Agoes menyesalkan bahwa penumpukan sampah di TPA masih bercampur aduk. Padahal,
di beberapa ruang publik tempat sampah telah dibuat terpisah. Sebab, pemisahan
sampah menjadi percuma dan limbah plastik akan sulit dipisahkan ataupun didaur
ulang.
Selain
itu, menurut Guru Besar bidang Ekotoksikologi FST UNAIR, kebijakan plastik
berbayar tak akan bisa menyelesaikan masalah sampah plastik. Hal ini justru
akan membuka peluang penyelewengan dana karena tidak adanya kejelasan aliran
uang pengganti plastik.
Permasalahan
sampah merupakan tanggungjawab pemerintah yang membutuhkan komitmen dan
dukungan masyarakat. Untuk itu, perlu adanya imbauan untuk membuang sampah
secara terpisah dan menjaga kebersihan lingkungan bagi masyarakat. Pemerintah
juga harus memiliki komitmen dan tindakan untuk mengolah sampah.
“Penelitian
mengenai pengelohan sampah telah banyak, dan sudah lama dilakukan. Sebetulnya, Indonesia
sudah siap.
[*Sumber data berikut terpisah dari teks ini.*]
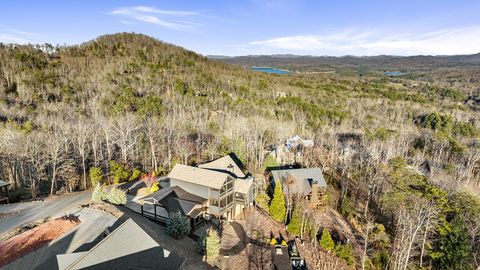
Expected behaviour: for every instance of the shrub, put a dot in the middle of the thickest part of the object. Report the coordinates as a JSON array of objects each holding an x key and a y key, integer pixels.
[
  {"x": 117, "y": 196},
  {"x": 326, "y": 242},
  {"x": 136, "y": 173},
  {"x": 96, "y": 176},
  {"x": 155, "y": 187},
  {"x": 99, "y": 193},
  {"x": 294, "y": 227},
  {"x": 212, "y": 243},
  {"x": 277, "y": 206},
  {"x": 345, "y": 208},
  {"x": 201, "y": 244},
  {"x": 345, "y": 252},
  {"x": 454, "y": 248},
  {"x": 178, "y": 226},
  {"x": 118, "y": 171}
]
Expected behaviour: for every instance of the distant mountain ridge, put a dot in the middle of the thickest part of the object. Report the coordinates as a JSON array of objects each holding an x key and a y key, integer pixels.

Pemerintah saja yang belum berkomitmen ke arah sana,” tegas Prof.
Agoes.Menurut
Riset Greeneration, organisasi nonpemerintah yang 10 tahun mengikuti isu
sampah, satu orang di Indonesia rata-rata menghasilkan 700 kantong plastik per
tahun. Di alam, kantong plastik yang tak terurai menjadi ancaman kehidupan dan
ekosistem (Kompas, 23 Januari 2016).
Kondisi
ini menjadi salah satu pemicu Indonesia dalam kondisi darurat sampah. Namun,
tidak semua masyarakat menyadari kondisi ini. Salah
satu usaha mengurangi sampah plastik adalah dengan menghemat penggunaan kantong
plastik. Caranya membawa kantong plastik belanja sendiri sejak dari rumah.
Hasil
jajak pendapat Kompas menunjukkan tiga dari
lima responden mengakui perlunya membawa kantong belanja sendiri untuk
mengurangi limbah plastik. Beberapa warga bahkan sudah membawa kantong belanja
sendiri saat berbelanja ke mal. Jika
dirunut, perilaku mengelola sampah plastik cenderung dipengaruhi oleh tingkat
pendidikannya. Semakin tinggi pendidikan, semakin banyak yang menyetujui
kebiasaan ini.
Separuh
lebih responden berpendidikan tinggi setuju dengan kebiasaan ini, sedangkan
responden berpendidikan menengah di angka sekitar 40 persen. Hal
itu berbeda dengan warga berpendidikan rendah (SLTP ke bawah). Responden
berpendidikan dasar yang setuju dengan kebiasaan ini persentasenya tidak
mencapai 10 persen.
Kesadaran
mengurangi plastik pun terlihat dari sisi usia. Responden berusia muda, yaitu
di bawah 35 tahun, cenderung lebih sadar lingkungan. Seperti yang diungkapkan
oleh Gigih (20), seorang mahasiswa di Bandung. Ia menyadari kalau kantong
plastik merupakan limbah yang harus dikurangi dan dapat mencemari lingkungan.
Oleh
karena itu, setiap kali berbelanja di supermarket, ia sering membawa kantong
belanja sendiri. Pengetahuannya soal perlunya menjaga lingkungan kebanyakan
diakses dari internet dan pergaulan di kampus.